G7 DPAs Issue Statement on Generative AI, Distilling Key Data Protection Concerns Across Jurisdictions

In this spirit, the DPAs of the G7 members adopted in Tokyo, on 21 June 2023, a Statement on generative AI which lays out their key areas of concern related to how the technology processes personal data. The Commissioners started their statement by acknowledging that “there are growing concerns that generative AI may present risks and potential harms to privacy, data protection, and other fundamental human rights if not properly developed and regulated.”

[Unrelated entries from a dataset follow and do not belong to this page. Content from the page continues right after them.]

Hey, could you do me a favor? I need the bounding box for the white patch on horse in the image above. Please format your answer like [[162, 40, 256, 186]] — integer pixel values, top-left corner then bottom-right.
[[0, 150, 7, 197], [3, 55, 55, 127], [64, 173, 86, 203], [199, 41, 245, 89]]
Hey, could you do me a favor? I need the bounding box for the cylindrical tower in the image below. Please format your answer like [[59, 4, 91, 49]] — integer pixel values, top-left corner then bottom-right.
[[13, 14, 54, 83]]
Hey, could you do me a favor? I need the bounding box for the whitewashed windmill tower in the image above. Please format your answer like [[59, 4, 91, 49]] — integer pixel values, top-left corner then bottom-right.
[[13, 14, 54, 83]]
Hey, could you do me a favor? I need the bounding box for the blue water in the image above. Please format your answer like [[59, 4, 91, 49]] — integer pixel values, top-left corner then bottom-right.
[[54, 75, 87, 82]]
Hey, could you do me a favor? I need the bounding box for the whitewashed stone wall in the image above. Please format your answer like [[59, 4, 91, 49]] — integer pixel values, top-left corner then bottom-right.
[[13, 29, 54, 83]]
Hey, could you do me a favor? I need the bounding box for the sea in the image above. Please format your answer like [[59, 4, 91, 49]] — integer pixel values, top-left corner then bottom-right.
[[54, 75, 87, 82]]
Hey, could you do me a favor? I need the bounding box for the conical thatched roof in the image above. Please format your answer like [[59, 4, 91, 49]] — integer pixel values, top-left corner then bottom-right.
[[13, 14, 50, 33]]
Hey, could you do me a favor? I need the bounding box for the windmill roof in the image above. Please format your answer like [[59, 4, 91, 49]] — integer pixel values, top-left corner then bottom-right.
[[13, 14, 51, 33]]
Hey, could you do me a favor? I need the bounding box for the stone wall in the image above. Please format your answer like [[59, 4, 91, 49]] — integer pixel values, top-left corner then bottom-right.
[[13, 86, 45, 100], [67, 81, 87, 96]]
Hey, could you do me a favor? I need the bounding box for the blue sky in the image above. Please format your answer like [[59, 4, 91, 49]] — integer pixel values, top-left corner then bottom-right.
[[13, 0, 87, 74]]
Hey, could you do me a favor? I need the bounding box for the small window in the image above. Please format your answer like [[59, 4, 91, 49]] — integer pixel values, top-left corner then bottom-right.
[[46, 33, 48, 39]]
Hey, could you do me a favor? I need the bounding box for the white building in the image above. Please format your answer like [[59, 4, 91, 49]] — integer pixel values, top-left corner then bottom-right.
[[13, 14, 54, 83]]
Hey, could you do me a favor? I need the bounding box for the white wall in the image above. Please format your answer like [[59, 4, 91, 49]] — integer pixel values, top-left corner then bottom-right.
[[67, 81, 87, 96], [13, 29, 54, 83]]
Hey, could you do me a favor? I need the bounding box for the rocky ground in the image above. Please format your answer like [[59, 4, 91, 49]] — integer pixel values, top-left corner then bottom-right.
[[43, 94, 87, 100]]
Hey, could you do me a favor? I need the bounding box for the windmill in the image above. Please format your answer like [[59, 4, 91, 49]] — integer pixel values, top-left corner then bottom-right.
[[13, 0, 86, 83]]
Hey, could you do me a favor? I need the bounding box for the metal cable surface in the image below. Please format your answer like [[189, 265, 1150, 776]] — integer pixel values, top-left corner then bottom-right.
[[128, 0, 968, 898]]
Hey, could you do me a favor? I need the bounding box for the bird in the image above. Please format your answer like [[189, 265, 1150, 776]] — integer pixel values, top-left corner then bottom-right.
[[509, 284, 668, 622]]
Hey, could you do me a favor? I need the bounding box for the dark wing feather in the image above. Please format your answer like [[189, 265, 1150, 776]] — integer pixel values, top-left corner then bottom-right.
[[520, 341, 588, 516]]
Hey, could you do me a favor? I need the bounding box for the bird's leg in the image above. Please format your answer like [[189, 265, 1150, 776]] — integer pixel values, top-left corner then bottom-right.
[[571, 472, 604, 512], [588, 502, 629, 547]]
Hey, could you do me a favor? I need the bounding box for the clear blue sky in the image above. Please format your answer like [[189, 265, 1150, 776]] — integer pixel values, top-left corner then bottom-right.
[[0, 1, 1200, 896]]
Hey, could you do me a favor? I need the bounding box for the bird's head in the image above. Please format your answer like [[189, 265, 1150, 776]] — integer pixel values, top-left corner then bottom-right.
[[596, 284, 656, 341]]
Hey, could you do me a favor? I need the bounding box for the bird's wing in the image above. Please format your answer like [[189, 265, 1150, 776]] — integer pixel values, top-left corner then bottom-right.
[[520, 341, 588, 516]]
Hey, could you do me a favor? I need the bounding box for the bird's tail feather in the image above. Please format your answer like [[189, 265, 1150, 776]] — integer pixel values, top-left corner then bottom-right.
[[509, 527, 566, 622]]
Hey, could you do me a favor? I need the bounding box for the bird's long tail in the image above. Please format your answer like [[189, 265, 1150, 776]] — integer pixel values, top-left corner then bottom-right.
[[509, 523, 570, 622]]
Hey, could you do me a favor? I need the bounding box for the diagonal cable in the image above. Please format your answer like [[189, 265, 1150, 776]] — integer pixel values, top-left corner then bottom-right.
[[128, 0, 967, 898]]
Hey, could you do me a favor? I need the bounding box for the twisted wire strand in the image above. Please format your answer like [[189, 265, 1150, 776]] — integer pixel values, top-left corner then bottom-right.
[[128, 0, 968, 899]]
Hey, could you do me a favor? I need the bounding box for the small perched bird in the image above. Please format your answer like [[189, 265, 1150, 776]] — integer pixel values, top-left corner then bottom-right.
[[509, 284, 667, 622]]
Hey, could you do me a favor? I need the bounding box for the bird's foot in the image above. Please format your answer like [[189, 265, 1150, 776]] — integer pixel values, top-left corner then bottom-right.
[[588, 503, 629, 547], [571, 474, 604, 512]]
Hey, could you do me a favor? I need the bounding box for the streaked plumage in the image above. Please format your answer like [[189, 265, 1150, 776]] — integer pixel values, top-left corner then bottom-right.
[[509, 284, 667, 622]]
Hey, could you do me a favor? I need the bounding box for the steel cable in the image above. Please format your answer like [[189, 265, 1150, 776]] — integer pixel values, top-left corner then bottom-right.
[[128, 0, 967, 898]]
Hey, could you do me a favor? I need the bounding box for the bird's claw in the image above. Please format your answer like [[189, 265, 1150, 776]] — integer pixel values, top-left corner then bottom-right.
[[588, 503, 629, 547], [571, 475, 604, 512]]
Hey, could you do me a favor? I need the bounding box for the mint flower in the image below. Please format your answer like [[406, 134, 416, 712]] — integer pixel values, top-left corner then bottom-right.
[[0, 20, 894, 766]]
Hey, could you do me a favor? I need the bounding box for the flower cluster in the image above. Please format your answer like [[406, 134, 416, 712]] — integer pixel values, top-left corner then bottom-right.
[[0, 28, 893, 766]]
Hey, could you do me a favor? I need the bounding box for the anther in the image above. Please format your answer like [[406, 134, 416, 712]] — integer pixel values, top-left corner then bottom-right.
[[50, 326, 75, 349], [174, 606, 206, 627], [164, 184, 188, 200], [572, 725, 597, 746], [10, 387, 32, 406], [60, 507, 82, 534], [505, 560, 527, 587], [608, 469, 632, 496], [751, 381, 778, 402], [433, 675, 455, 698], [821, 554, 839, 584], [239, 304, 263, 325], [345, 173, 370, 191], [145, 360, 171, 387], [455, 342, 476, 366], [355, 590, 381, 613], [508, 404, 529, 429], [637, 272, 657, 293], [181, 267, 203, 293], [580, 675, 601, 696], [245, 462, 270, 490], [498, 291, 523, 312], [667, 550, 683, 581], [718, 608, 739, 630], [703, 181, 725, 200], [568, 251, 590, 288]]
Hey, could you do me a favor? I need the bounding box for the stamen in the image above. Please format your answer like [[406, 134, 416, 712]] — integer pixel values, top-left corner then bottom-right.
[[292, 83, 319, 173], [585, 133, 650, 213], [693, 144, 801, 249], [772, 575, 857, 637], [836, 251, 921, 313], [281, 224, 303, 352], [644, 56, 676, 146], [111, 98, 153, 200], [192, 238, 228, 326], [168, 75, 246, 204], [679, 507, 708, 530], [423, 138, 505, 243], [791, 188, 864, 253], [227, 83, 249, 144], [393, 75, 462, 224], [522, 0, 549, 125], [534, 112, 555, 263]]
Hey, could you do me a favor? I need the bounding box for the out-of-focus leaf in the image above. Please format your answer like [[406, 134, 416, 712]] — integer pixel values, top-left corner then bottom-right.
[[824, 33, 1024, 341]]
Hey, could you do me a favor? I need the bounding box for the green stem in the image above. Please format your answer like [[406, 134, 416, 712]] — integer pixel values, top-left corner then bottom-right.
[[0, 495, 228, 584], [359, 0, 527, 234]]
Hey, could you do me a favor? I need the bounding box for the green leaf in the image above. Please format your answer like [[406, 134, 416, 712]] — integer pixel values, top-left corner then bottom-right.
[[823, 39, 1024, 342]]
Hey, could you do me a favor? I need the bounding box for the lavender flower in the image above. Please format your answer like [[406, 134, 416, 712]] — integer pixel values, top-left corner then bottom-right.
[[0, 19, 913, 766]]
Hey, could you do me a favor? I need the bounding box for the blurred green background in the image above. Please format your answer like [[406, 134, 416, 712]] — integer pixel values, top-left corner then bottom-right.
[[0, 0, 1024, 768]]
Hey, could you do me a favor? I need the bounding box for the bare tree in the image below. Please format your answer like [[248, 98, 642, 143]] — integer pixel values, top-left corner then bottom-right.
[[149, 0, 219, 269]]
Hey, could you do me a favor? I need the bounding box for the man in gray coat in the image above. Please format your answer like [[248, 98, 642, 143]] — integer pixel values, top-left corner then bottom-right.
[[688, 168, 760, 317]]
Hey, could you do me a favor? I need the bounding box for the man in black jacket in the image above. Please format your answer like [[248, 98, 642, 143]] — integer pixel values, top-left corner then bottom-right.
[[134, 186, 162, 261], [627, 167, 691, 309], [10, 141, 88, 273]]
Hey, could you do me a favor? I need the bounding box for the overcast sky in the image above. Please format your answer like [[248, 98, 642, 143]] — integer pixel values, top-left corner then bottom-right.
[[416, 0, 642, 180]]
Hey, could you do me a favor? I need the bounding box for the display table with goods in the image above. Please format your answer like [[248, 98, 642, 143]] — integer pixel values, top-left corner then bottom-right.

The key areas of concern highlighted in the Statement considered the use of personal data at various stages of developing and deploying AI systems, including a focus on datasets used to train, validate, and test generative AI models, the interactions of individuals with generative AI tools and also the content generated by them. For each of these stages, the issue of a lawful ground for processing was raised. Security safeguards against inverting a generative AI model to extract or reproduce personal data originally processed in data sets used to train the model were also added as a key area of concern, as well as putting in place mitigation and monitoring measures to ensure personal data generated through such tools are accurate, complete and up-to-date, free from discriminatory, unlawful, or otherwise unjustifiable effects.

Other areas of concern mentioned were transparency to promote openness and explainability; production of technical documentation across the AI development lifecycle; technical and organizational measures in the application of the rights of individuals such as access, erasure, correction, and the right not to be subject to solely automated decision-making that has a significant effect on the individual; accountability measures to ensure appropriate levels of responsibility across the AI supply chain; and limiting collection of personal data to what is necessary to fulfill a specified task.

A key recommendation spelled out in the Statement, but also emerging from the investigations above, is for developers and providers to embed privacy in the design, conception, operation, and management of new products and services that use generative AI technologies, and to document their choices in a Data Protection Impact Assessment.